Хоуп играет жестко (она так же тверда и строга, как складки на ее юбочке), а Лиззибу — со смехом и дружелюбным азартом. У Хоуп, когда она наносит удар по мячу, на лице появляется сердитое выражение (она отгоняет от себя большого пушистого жука). «Брысь отсюда!» — вот как звучат ее удары. Лиззибу же «уговаривает» или «улещивает» мяч. «Иди ко мне», — говорит ее ракетка. «А теперь уходи». Но если бы сестры играли не в паре с кем-то, а друг против друга, между ними было бы идеальное соответствие. Когда они улыбаются или пронзительно вскрикивают, разверстые их рты испускают сияние. На двоих у них, наверное, целая сотня зубов. Когда распределялись способности сохранять равновесие и рассчитывать время, вручались проворство и ловкость, то теннисного таланта сестрам выдали поровну. Но Лиззибу определенно достались еще и груди.

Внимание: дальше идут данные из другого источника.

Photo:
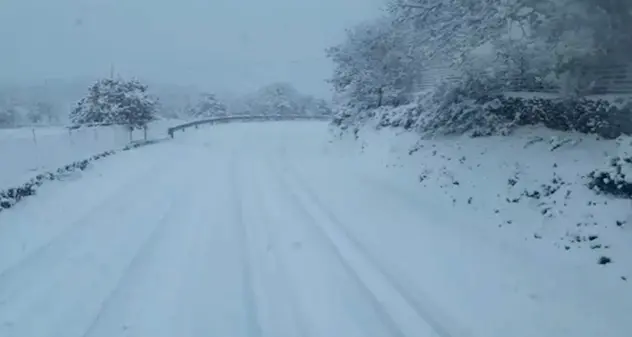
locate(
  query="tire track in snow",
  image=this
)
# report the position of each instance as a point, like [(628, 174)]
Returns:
[(254, 326), (339, 237), (17, 281), (272, 237), (383, 315), (143, 250), (79, 224)]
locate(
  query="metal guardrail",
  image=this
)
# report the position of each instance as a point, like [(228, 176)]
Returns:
[(231, 119)]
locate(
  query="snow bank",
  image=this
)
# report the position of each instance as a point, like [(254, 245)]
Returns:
[(529, 190), (27, 152)]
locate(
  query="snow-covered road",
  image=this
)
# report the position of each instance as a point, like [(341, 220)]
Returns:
[(270, 230)]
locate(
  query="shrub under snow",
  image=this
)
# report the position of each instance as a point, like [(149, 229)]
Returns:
[(455, 109), (616, 178)]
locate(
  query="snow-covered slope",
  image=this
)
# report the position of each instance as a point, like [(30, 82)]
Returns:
[(528, 190), (26, 152)]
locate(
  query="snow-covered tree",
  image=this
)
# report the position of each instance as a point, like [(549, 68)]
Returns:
[(116, 101)]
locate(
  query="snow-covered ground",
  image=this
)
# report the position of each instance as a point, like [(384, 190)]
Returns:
[(26, 152), (275, 229)]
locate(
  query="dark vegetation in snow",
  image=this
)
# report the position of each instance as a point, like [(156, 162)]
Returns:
[(10, 197), (445, 69)]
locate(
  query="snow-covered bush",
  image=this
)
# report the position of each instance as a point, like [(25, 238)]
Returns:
[(470, 107), (115, 101), (616, 178), (11, 196)]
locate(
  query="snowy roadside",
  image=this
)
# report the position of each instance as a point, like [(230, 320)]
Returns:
[(528, 191), (28, 152), (68, 157)]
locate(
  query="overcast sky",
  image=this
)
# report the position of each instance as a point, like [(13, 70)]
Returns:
[(228, 45)]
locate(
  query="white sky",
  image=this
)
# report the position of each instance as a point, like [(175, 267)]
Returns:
[(227, 45)]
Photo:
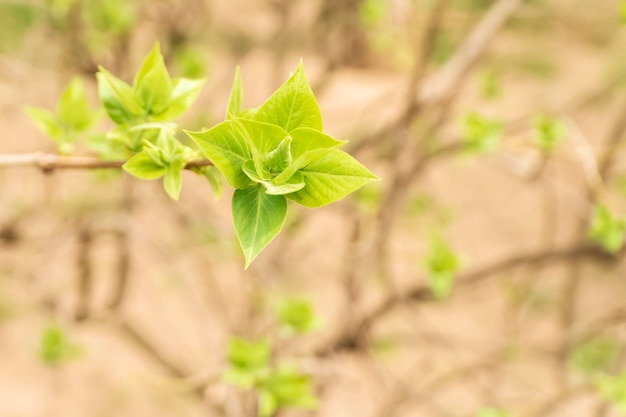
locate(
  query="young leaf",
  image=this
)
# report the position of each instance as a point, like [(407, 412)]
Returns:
[(607, 229), (280, 158), (118, 99), (331, 178), (55, 347), (152, 87), (236, 97), (226, 145), (288, 388), (141, 165), (213, 176), (549, 132), (442, 264), (293, 105), (480, 133), (172, 182), (184, 93), (595, 355), (247, 361), (73, 107), (296, 316), (293, 184), (258, 217)]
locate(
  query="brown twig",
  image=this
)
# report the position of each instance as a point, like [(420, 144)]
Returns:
[(422, 293)]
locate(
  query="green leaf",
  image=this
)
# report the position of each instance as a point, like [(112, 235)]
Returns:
[(184, 93), (141, 165), (233, 142), (595, 355), (293, 105), (293, 184), (258, 218), (250, 169), (267, 403), (73, 107), (280, 158), (45, 121), (296, 316), (152, 87), (55, 346), (118, 99), (248, 361), (442, 264), (480, 133), (331, 178), (289, 388), (172, 182), (236, 97), (212, 174), (607, 229), (307, 146), (226, 145)]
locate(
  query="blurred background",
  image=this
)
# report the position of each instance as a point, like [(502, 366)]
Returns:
[(483, 276)]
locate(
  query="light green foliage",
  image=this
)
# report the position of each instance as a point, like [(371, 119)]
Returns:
[(548, 132), (490, 84), (296, 316), (142, 112), (154, 96), (285, 387), (166, 157), (277, 387), (258, 217), (71, 118), (442, 265), (613, 389), (248, 362), (275, 153), (595, 355), (270, 154), (373, 12), (235, 101), (55, 347), (480, 133), (607, 229), (493, 412)]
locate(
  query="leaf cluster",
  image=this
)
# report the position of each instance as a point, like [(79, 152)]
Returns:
[(275, 153), (276, 386), (480, 134), (442, 265), (271, 154), (607, 229)]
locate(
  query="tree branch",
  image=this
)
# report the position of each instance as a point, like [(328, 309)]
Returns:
[(51, 162), (421, 292)]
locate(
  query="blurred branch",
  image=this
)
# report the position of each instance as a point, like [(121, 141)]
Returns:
[(85, 240), (51, 162), (447, 80), (355, 337), (444, 83)]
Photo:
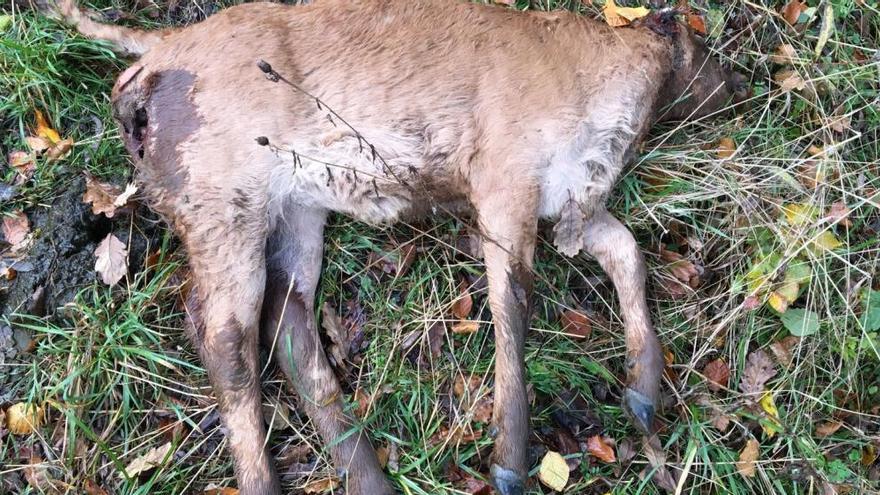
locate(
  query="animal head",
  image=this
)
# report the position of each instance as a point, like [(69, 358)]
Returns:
[(698, 84)]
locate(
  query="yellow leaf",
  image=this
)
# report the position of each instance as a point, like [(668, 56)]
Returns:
[(769, 407), (800, 213), (23, 419), (777, 302), (827, 241), (621, 16), (43, 129), (149, 460), (554, 471)]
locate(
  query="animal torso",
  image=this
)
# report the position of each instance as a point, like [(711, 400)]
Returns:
[(430, 95)]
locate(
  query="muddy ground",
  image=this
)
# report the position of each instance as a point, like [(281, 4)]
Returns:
[(59, 264)]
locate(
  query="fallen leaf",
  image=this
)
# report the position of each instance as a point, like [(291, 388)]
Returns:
[(43, 129), (784, 54), (825, 30), (553, 472), (718, 374), (769, 407), (792, 11), (576, 324), (106, 198), (23, 163), (465, 327), (599, 448), (568, 233), (24, 418), (826, 241), (621, 16), (16, 229), (148, 460), (828, 428), (758, 371), (725, 148), (682, 269), (321, 486), (789, 80), (720, 421), (332, 324), (111, 260), (695, 21), (747, 458), (462, 306)]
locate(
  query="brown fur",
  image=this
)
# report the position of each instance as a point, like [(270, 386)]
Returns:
[(517, 116)]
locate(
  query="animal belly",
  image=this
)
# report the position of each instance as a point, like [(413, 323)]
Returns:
[(341, 174)]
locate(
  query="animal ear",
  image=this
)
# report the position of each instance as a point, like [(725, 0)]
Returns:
[(663, 22)]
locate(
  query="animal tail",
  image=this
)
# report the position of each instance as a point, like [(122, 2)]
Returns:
[(124, 40)]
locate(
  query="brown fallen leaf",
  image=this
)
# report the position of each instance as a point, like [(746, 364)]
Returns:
[(23, 163), (23, 418), (680, 268), (16, 229), (321, 486), (696, 22), (106, 198), (747, 458), (575, 324), (792, 11), (599, 448), (111, 260), (758, 371), (789, 80), (462, 306), (148, 460), (784, 54), (828, 428), (718, 374), (465, 327), (725, 148)]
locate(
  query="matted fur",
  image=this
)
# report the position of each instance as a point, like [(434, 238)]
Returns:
[(515, 116)]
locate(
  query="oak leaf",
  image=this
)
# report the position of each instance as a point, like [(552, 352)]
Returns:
[(111, 260), (718, 374)]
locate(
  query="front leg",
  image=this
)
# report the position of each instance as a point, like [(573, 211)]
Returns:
[(612, 244), (509, 228)]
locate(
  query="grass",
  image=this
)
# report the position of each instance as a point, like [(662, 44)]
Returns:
[(119, 377)]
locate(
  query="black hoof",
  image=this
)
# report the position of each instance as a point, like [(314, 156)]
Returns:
[(506, 481), (640, 409)]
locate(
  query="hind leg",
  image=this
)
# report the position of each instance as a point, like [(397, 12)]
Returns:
[(612, 244), (293, 262), (229, 278)]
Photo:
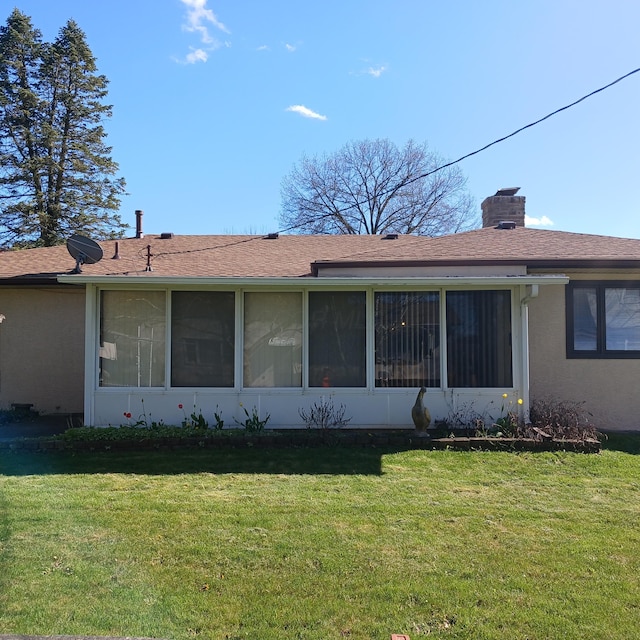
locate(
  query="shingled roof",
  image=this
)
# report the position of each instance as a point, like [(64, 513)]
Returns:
[(245, 256)]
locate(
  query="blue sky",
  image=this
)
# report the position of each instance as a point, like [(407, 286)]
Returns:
[(215, 100)]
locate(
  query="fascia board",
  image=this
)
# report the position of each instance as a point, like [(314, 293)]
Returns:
[(439, 281)]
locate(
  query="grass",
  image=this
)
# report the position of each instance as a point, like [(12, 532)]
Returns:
[(322, 543)]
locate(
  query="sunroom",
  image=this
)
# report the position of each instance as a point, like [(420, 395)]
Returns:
[(280, 344)]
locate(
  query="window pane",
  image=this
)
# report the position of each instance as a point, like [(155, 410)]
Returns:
[(407, 335), (622, 319), (337, 339), (202, 338), (132, 338), (479, 338), (273, 340), (585, 333)]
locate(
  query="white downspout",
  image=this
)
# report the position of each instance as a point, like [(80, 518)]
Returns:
[(532, 292), (90, 352)]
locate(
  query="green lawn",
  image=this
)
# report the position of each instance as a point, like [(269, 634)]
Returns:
[(322, 543)]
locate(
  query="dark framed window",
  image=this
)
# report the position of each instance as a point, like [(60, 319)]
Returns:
[(337, 339), (407, 339), (202, 338), (479, 338), (603, 319)]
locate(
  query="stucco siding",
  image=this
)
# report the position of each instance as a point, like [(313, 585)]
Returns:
[(42, 348), (608, 387)]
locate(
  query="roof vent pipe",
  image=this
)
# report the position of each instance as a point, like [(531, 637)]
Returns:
[(139, 215)]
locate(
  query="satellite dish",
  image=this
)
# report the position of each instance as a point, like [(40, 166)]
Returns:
[(84, 250)]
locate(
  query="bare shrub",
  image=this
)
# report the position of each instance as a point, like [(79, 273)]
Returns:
[(561, 419), (324, 415)]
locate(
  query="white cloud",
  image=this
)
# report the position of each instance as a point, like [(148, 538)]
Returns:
[(198, 20), (305, 112), (196, 55), (376, 72), (538, 222)]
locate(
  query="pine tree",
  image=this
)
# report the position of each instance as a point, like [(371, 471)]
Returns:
[(56, 173)]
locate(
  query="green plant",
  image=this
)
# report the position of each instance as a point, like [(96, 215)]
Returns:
[(252, 421), (143, 420), (217, 414), (506, 425), (195, 420), (432, 544), (324, 415)]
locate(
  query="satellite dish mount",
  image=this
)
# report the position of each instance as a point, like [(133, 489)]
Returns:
[(84, 250)]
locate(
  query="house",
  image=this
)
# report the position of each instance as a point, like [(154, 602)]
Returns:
[(277, 322)]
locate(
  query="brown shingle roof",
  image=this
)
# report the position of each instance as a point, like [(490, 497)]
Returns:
[(294, 255)]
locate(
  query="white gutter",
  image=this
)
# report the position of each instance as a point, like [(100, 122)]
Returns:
[(324, 282)]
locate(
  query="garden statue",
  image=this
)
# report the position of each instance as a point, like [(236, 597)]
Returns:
[(420, 413)]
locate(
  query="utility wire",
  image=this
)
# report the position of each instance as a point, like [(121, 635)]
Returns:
[(443, 166), (481, 149)]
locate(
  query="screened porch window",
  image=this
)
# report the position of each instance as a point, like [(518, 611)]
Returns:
[(479, 338), (202, 338), (407, 339), (337, 339), (132, 338), (273, 339), (603, 320)]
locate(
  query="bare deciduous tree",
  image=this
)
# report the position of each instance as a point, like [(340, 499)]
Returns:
[(372, 187)]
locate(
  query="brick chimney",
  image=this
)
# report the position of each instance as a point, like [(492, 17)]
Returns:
[(505, 206), (139, 214)]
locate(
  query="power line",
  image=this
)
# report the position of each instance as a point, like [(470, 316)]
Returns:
[(481, 149), (441, 167)]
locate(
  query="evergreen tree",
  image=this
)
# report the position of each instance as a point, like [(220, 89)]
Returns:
[(56, 173)]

Сет закончился со счетом шесть-шесть: тай-брейк, стало быть. Динк, до той поры скучающий, безучастный и праздный, вдруг словно бы взорвался, выказывая ужасающую искушенность, стремительно переносясь от линии к линии, играя с лета, быстро пятясь на цыпочках, чтобы погасить свечу. С Хоуп он обходился совершенно по-хозяйски: всякий раз клал руку ей на плечо в сердечно-интимной воркотне при переходе подач, а во время игры, когда она удачно отбивала мяч, этак одобрительно похлопывал ее по заду своей ракеткой. Кроме того, к изумлению моему, он вообразил, что неплохо будет посылать пушечные удары в Гая, когда тот стоит у сетки. После короткой второй подачи Лиззибу мяч взмывал в наивном девичьем приглашении, а на пути его оказывался Динк, извивающийся в хищной своей горячке, яростно напрягающий каждую мышцу, чтобы ввинтить эту желтую пулю прямо в приоткрытый, словно бы ждущий этого рот Гая. И Гай ни разу не дрогнул. Два или три раза он упал, а один мяч с бешеной скоростью врезался ему прямо в лоб, разметав волосы; но он не отступил. Просто поднялся на ноги и извинился. При счете шесть-ноль Динк с бесстыжей свирепостью подал навылет, а затем слегка обернулся, показав свой рот, полный белых, крепких, плотно сжатых зубов, и швырнул запасной мяч в сторону моего стула. Никто не возьмет сета у седьмой ракетки Южной Африки. Никто. Ну разве только шестая ракетка Южной Африки. Вот ведь задница! Ему и в голову не приходило, что и Лиззибу, и Хоуп, и Гай тоже отлично играли бы в теннис, если бы всю свою жизнь ничем другим не занимались.